The execution flow begins in **[`codex-rs/exec/src/cli.rs`](https://github.com/openai/codex/blob/main/codex-rs/exec/src/cli.rs)**, which defines the `ExecCli` struct responsible for parsing all command-line flags. This parser collects global options including `--model` for provider selection, `--sandbox` for security policy configuration, and output modifiers like `--json` and `--output-last-message`.

Key flags processed here include:

- `--sandbox` – Specifies the security boundary (`workspace-write`, `workspace-read`, etc.)
- `--dangerously-bypass-approvals-and-sandbox` – Allows automated execution without interactive confirmation
- `--json` – Enables JSONL output mode for downstream tooling
- `--output-last-message` – Designates a file path to capture the final agent response
- `--progress-cursor` – Activates cursor-based progress updates for terminal UIs

## Entry Point Dispatch in the Main CLI

In **[`codex-rs/cli/src/main.rs`](https://github.com/openai/codex/blob/main/codex-rs/cli/src/main.rs)**, the top-level CLI router matches the `Subcommand::Exec` variant and forwards the parsed configuration to the execution engine. The dispatcher extracts the `ExecCli` instance, merges global configuration overrides, and invokes the asynchronous entry point:

```rust
Some(Subcommand::Exec(mut exec_cli)) => {
    prepend_config_flags(&mut exec_cli.config_overrides, root_config_overrides);
    codex_exec::run_main(exec_cli, arg0_paths.clone()).await?;
}

```

This delegation pattern isolates the non-interactive execution logic within the `codex_exec` crate while maintaining a clean separation between CLI parsing and runtime implementation.

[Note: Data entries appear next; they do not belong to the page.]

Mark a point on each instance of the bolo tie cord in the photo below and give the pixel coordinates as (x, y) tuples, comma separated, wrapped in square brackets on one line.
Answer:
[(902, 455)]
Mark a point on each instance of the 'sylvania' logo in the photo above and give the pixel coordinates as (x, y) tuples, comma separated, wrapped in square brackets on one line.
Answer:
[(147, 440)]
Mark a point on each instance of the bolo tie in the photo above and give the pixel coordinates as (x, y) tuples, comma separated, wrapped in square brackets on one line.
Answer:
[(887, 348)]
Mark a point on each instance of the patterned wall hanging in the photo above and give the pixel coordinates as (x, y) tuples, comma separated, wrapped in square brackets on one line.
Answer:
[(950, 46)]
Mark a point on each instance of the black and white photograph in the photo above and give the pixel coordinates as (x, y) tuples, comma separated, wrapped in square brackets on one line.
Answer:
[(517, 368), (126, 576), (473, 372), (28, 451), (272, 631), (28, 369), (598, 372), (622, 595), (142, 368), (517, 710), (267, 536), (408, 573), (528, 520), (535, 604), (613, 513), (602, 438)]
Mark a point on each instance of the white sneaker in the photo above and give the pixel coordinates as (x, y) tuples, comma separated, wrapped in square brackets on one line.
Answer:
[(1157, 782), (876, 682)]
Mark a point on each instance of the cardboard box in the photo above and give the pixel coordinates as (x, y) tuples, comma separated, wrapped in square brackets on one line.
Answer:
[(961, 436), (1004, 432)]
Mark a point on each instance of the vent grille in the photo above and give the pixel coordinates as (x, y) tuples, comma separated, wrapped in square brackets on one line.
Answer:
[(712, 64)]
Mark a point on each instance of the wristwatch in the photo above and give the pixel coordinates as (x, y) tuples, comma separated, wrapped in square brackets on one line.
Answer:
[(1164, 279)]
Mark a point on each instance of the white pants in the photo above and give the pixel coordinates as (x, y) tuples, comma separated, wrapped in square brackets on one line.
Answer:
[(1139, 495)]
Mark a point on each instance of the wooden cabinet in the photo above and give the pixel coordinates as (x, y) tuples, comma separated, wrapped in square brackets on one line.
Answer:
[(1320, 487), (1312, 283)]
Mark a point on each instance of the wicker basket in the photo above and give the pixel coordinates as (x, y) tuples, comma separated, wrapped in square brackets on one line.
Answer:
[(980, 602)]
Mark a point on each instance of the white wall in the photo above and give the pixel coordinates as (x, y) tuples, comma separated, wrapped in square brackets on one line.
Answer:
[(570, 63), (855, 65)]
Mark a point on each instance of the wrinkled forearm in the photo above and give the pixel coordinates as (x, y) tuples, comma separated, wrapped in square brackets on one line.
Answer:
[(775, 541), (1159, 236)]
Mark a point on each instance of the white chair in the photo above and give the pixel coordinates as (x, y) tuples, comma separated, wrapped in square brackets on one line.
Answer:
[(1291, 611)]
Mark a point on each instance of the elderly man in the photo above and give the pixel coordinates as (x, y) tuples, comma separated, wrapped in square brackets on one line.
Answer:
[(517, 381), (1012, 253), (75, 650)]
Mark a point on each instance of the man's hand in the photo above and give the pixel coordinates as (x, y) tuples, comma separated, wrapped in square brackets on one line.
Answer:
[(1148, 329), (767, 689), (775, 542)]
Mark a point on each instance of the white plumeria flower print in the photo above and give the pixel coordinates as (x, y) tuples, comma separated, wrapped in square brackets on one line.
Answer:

## Runtime Initialization and Sandbox Setup

The **[`codex-rs/exec/src/lib.rs`](https://github.com/openai/codex/blob/main/codex-rs/exec/src/lib.rs)** file contains the `run_main` function, which constructs the execution environment before starting the AI agent loop. This initialization phase performs four critical operations:

1. **Model Resolution** – Selects the appropriate backend (OpenAI, OSS, or local providers) based on CLI flags and environment configuration
2. **Policy Configuration** – Establishes the **sandbox policy** controlling filesystem access and the **approval policy** determining whether command execution requires user confirmation (`on-request`) or proceeds automatically (`always-allow`)
3. **Asset Pre-loading** – Loads image attachments, output schemas, and terminal color preferences into the agent context
4. **Agent Thread Initialization** – Spawns the background thread that communicates with the Codex backend and emits event streams containing token usage, command executions, and status updates

## Event Processing and Output Streaming

The core execution loop resides in **[`codex-rs/exec/src/event_processor.rs`](https://github.com/openai/codex/blob/main/codex-rs/exec/src/event_processor.rs)**, with specialized variants in **[`event_processor_with_jsonl_output.rs`](https://github.com/openai/codex/blob/main/event_processor_with_jsonl_output.rs)** and **[`event_processor_with_human_output.rs`](https://github.com/openai/codex/blob/main/event_processor_with_human_output.rs)**. These processors handle the bidirectional communication between the local sandbox and the remote model.

The event processor:

- Streams the user prompt (or resumed session context) to the model backend
- Receives generated commands and executes them under the configured sandbox constraints
- Manages approval workflows when the policy requires explicit permission
- Formats output according to the selected mode:
  - **Human-readable** – Colored, line-by-line terminal output with progress indicators
  - **JSONL** – Structured JSON Lines format via `--json` for machine parsing
  - **Progress cursor** – Minimal terminal updates for non-TTY environments

Upon completion, the processor returns an **`AppExitInfo`** structure containing token consumption metrics, the session thread ID, and any requested update actions. The CLI prints a resume hint (`codex resume <thread-id>`) and exits with the appropriate status code.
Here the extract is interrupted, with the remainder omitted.